Twenty-one years ago, he founded the marked course in the Queenstown Gardens, allowing disc or frisbee golf to become one of the town’s most popular free attractions.
The pioneering course in turn has inspired players to create others around the country and even overseas.
Just as importantly, when the council or arborists have tried to shut it down to protect passers-by and trees from flying frisbees, he’s successfully gone into bat to retain it.
To stave off critics, he’s constantly tweaked the course and encouraged users to play responsibly, and is even staying on as the Queenstown Disc Golf Club’s liaison officer despite moving out of town.
While the Gardens course is Smithells’ visible legacy, he believes he’s also leaving an “invisible legacy” in his working life, having assisted the mental health of thousands of individuals, couples and families.

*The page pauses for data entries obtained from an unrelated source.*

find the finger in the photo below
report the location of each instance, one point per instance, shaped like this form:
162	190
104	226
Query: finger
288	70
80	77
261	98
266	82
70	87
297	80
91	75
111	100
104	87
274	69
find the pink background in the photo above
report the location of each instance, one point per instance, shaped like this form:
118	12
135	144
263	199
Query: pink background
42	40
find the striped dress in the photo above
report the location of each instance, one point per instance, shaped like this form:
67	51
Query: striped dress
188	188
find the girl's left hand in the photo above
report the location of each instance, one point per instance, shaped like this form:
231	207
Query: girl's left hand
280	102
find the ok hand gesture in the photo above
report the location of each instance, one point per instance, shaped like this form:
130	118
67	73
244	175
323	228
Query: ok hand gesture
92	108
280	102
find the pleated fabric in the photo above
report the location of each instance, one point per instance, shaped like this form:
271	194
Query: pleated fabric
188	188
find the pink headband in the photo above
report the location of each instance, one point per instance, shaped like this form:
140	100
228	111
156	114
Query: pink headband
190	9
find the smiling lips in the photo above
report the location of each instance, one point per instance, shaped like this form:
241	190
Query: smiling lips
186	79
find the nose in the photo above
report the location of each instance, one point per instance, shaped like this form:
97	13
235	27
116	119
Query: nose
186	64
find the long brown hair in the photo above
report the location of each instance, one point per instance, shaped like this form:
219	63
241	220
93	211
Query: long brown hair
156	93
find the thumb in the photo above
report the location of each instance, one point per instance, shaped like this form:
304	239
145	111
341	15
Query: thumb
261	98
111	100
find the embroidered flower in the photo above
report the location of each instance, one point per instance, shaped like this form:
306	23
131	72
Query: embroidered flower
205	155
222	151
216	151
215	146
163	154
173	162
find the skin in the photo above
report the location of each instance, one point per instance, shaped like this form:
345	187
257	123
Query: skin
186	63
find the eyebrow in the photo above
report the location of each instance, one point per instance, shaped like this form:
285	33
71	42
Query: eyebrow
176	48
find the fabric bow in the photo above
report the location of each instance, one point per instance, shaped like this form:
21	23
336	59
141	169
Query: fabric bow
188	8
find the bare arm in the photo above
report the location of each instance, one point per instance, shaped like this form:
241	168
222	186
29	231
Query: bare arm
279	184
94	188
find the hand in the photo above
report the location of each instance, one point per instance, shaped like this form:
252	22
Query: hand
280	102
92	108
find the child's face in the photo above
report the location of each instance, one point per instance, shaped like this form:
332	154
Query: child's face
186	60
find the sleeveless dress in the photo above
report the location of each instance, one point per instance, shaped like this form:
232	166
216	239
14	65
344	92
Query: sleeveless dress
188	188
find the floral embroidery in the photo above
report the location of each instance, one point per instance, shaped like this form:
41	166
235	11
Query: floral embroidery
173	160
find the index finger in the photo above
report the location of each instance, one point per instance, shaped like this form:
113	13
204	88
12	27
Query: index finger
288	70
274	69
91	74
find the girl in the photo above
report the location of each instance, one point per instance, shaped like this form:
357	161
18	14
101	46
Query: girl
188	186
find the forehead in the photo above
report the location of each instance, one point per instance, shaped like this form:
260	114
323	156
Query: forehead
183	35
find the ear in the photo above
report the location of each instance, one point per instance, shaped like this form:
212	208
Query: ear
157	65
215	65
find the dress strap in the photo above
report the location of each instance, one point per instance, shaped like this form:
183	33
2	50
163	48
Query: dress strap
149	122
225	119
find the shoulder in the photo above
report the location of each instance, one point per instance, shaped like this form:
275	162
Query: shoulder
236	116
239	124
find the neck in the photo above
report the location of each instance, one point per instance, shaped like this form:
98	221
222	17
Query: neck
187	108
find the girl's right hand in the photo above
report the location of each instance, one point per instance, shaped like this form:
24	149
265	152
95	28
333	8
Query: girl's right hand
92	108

“The best thing is when someone comes along and they’re really having a difficult time.
“You meet with them for a little while and they go out smiling – it’s very satisfying.”
Back to disc golf, Smithells suspects he was one of the sport’s New Zealand pioneers.
He took it up in Dunedin in 1976, the same year ‘the godfather of NZ disc golf’, Bob Gentil, started playing in Auckland.
“I used to love throwing frisbees amd then a friend said, ‘there’s this game, frisbee golf, and you just aim for different targets’.”
The sport only took off in the late ’80s, however, with the development of discs you could throw a long way.
When Smithells arrived in Queenstown in 1994, he was “overjoyed” to find several rafting guides had been playing in the Gardens since the mid-’80s.
“[The targets were] this tree and that tree and that rock and that rubbish bin.”
Inspired by national tournaments he’d attended, he approached the council’s then-community development officer Derek Stewart for approval to run one in the Gardens.
“He said, ‘why don’t you ask for permission to get it permanently marked out?’ and I was like ‘wow’ – there wasn’t one in the country at that stage.”
Smithells and friends put together a course with 18 targets a week before the inaugural Queenstown Classic in 1996.
He considers the benefits of the course have far outweighed the downsides.
“Really, how many people actually get hit with frisbees?
“There’s very few.
“How many trees die?
“There’s a couple of poster child trees, which have have been damaged, but we’re now avoiding them.”
The benefits, he says, include getting young people in the Gardens, providing a cheap, healthy pastime and decreasing vandalism – “there’s less likely to be problems because there are people keeping an eye on things”.
Smithells says he’s enjoyed practising psychology in town since ’94 – apart from a five-year stint in Dunedin.
He’s worked both privately and for Southern District Health Board’s local mental health team.
Public services have gradually improved, he says, with a locally-staffed emergency after-hours service about to be extended to go all through the night.
Unlike cities, though, Queenstown doesn’t provide respite care for people needing a bit of time out.
“I think it’s a real missing link in terms of mental health services.”
Despite Queenstown’s glitz and glamour, Smithells says stresses have increased, especially with housing becoming more unaffordable.
And traffic jams have just added to what he calls “the cup of stress”.
“You’ve got a big mortgage, then you’re having troubles in your relationship, then the kids are playing up, you’re getting a hard time at work, and then all of a sudden you’re caught in a traffic jam – it’s the last straw.”
Smithells says he’d always planned to semi-retire in Nelson.
“I didn’t know when it was going to happen but just last year all the ducks just lined up – things like turning 65.”
He’s loved Queenstown, but as beautiful as it is, it doesn’t have beaches.
“And also I just notice that I get a bit colder as I get older”
He’s delighted he’s bought a “stunning” passive solar house – “you don’t need a heater”.
And yes, Nelson’s got a disc golf course.
“I’ll have time to play more and actually become a better golfer because my skills have deteriorated.”